Sem margem a erros, ele foi sinônimo vivo da solidariedade. Na década de 1980, quando tive o prazer de conhecê-lo, havia sido fiador da histórica Casa Sindical que abrigara a primeira sede de cinco sindicatos, entre os quais o Sindicato dos Jornalistas Profissionais de Mato Grosso do Sul, na Rua Saldanha Marinho, no Bairro Amambaí, em Campo Grande. Isso por conta de sua solidariedade à luta dos explorados – por meio do saudoso Camarada José Rodrigues dos Santos, velho militante comunista que fundara na capital do estado o Sindicato dos Trabalhadores Rurais de Campo Grande. Depois de sua experiência com a Livraria Guató, viva preocupado com as duas funcionárias que ficaram desempregadas pelo fechamento de sua firma.
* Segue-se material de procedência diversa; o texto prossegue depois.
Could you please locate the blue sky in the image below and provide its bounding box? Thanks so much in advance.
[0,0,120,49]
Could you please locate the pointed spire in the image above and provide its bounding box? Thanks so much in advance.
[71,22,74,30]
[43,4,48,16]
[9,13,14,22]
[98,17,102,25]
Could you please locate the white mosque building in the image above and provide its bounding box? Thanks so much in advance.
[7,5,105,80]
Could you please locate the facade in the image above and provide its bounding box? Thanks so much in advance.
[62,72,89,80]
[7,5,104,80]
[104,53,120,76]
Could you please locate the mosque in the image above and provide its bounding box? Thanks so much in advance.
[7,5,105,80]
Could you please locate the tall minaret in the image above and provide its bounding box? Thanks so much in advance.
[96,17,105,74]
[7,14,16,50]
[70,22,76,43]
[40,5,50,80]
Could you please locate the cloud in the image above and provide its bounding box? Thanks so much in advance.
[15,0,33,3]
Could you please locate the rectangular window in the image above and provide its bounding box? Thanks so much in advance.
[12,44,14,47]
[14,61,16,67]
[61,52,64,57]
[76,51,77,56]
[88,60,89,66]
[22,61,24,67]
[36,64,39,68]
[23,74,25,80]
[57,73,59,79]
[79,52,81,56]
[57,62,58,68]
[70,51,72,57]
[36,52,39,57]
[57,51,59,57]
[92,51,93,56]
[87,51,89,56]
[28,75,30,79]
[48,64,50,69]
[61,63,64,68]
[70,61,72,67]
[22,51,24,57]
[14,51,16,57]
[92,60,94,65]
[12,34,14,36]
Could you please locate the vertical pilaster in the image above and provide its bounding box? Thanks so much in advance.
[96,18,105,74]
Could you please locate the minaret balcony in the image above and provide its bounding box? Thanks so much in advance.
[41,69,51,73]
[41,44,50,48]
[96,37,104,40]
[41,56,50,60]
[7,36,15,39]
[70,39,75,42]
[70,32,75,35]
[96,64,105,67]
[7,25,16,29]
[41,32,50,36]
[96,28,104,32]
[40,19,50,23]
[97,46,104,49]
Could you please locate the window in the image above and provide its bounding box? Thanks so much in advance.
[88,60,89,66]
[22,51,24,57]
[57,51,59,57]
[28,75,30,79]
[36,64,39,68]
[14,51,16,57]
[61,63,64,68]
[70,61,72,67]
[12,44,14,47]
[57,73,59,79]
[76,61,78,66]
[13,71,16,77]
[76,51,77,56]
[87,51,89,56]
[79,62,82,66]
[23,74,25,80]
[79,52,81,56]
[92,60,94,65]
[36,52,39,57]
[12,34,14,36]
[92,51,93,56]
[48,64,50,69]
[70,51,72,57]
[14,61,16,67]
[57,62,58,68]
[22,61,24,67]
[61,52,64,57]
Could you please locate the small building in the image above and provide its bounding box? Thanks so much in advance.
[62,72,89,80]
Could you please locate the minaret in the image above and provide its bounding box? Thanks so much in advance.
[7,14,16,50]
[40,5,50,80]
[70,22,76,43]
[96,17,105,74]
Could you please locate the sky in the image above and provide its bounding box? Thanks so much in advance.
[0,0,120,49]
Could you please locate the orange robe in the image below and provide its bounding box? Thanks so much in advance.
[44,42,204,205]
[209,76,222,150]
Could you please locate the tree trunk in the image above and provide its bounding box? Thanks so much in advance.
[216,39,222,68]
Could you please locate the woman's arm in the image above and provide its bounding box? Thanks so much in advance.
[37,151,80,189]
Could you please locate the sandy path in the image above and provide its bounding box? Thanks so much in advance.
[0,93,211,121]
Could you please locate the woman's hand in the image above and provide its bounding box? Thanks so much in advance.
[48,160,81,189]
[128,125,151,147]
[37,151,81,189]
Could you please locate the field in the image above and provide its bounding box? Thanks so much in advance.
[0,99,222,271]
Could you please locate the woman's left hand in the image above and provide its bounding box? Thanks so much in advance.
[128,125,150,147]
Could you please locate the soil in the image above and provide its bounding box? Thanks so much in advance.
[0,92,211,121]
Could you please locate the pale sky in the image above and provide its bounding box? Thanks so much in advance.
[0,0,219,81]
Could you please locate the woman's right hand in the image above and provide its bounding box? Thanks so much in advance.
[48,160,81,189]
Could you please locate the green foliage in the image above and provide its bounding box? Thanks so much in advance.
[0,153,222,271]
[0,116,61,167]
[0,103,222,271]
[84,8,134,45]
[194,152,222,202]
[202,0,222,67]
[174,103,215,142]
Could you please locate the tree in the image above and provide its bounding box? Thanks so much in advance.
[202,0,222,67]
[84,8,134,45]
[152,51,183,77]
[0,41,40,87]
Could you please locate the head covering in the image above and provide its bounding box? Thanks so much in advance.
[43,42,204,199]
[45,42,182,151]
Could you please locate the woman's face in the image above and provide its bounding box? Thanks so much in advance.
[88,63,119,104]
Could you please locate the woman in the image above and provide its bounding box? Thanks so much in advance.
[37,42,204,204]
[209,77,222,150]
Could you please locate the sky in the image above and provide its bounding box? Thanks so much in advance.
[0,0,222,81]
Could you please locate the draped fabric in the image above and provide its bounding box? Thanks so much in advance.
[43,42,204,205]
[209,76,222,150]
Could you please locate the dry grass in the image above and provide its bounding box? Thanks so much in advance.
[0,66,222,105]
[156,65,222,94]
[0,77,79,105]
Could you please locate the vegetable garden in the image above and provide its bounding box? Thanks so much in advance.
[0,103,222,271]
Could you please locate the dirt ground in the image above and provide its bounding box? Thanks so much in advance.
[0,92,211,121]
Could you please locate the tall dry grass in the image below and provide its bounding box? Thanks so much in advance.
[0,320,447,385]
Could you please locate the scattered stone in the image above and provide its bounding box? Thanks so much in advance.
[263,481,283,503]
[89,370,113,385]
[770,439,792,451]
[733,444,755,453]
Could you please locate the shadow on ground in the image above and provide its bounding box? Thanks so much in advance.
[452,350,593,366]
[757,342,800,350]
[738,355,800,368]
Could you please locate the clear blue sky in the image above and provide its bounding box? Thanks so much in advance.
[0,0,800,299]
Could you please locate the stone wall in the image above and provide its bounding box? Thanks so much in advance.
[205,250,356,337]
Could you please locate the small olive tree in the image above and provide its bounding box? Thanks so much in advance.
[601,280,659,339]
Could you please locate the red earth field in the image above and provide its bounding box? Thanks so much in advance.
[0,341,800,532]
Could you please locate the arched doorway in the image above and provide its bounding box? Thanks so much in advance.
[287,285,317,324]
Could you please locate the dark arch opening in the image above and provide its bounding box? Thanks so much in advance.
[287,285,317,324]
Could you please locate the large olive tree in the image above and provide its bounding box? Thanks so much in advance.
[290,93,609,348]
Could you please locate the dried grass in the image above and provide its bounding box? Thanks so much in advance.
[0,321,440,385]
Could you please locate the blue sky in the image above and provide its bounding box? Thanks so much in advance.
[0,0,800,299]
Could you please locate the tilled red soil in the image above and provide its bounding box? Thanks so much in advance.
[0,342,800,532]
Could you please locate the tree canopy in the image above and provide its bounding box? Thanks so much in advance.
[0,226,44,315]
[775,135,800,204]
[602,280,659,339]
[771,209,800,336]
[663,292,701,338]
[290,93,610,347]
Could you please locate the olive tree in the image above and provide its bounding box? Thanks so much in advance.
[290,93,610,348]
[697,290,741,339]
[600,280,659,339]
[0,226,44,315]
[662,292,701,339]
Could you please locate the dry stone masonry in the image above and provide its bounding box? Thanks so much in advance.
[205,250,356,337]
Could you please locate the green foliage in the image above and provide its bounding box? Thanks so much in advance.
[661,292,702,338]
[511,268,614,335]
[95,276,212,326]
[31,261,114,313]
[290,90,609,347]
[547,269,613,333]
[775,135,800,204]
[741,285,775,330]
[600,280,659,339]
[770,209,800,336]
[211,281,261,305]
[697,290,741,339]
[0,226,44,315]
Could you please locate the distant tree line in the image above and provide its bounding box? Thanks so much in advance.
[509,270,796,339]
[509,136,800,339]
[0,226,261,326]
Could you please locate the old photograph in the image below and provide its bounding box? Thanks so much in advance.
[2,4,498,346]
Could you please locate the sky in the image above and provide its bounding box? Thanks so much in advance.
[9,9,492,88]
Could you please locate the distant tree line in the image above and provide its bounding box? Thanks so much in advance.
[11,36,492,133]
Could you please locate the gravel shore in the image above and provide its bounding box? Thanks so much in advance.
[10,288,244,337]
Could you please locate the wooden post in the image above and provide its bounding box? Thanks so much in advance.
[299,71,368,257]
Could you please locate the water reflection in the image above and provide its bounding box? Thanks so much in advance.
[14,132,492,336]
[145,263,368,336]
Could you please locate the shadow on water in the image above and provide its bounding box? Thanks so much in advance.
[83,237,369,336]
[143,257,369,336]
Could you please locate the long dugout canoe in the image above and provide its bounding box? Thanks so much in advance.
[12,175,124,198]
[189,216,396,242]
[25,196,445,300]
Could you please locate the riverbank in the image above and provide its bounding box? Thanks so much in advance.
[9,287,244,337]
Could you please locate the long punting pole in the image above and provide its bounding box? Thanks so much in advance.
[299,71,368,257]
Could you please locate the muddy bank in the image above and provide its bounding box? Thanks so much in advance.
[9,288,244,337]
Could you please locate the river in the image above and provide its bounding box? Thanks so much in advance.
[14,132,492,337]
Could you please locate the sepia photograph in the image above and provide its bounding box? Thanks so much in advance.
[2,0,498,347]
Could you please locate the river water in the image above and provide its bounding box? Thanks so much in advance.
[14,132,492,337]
Igual preocupação com as pessoas amigas: nosso encontro derradeiro em Campo Grande ocorreu num apartamento de hospital, em setembro, quando minha filha de dois anos esteve internada por alguns dias – pois ele esteve praticamente todos os dias, prestando toda forma de apoio, inclusive cantando versos do poeta cubano Nicolás Guillén para a Sofia e o Omar, num raro momento em que os dois estiveram juntos com ele. Não posso esquecer que, no dia que não pôde ir por haver tido uma crise de diverticulose, delegou ao filho Paulo que fosse cheio de pacotes para ajudar na melhora de nossa pequena – coisas do querido Manoel.

É bem verdade que o querido Camarada se foi – mas no exercício da sagrada luta pela vida que sempre empreendeu e defendeu com coerência, dignidade e altivez –, não podendo deixar concluída a tarefa que lhe coube (e a todos nós, por tabela), de deixar uma sociedade mais fraterna, solidária e livre do jugo e da opressão, pela qual dedicara os melhores dias de sua vida. Caberá aos verdadeiramente Camaradas, ou Companheiro(a)s, essa inesgotável conta a acertar com as futuras gerações, das quais, por certo, nosso agora pranteado Manoel será guia, orientador, tal qual o foi em sua incansável passagem por esta terra de injustiças e infâmias, contra as quais sempre se rebelou.

Até sempre, querido Amigo, Irmão e Camarada! Que, no dizer do eterno Chaplin, a utopia que nos acalentou renasça em outros corações, e que a chama libertária não se apague, jamais!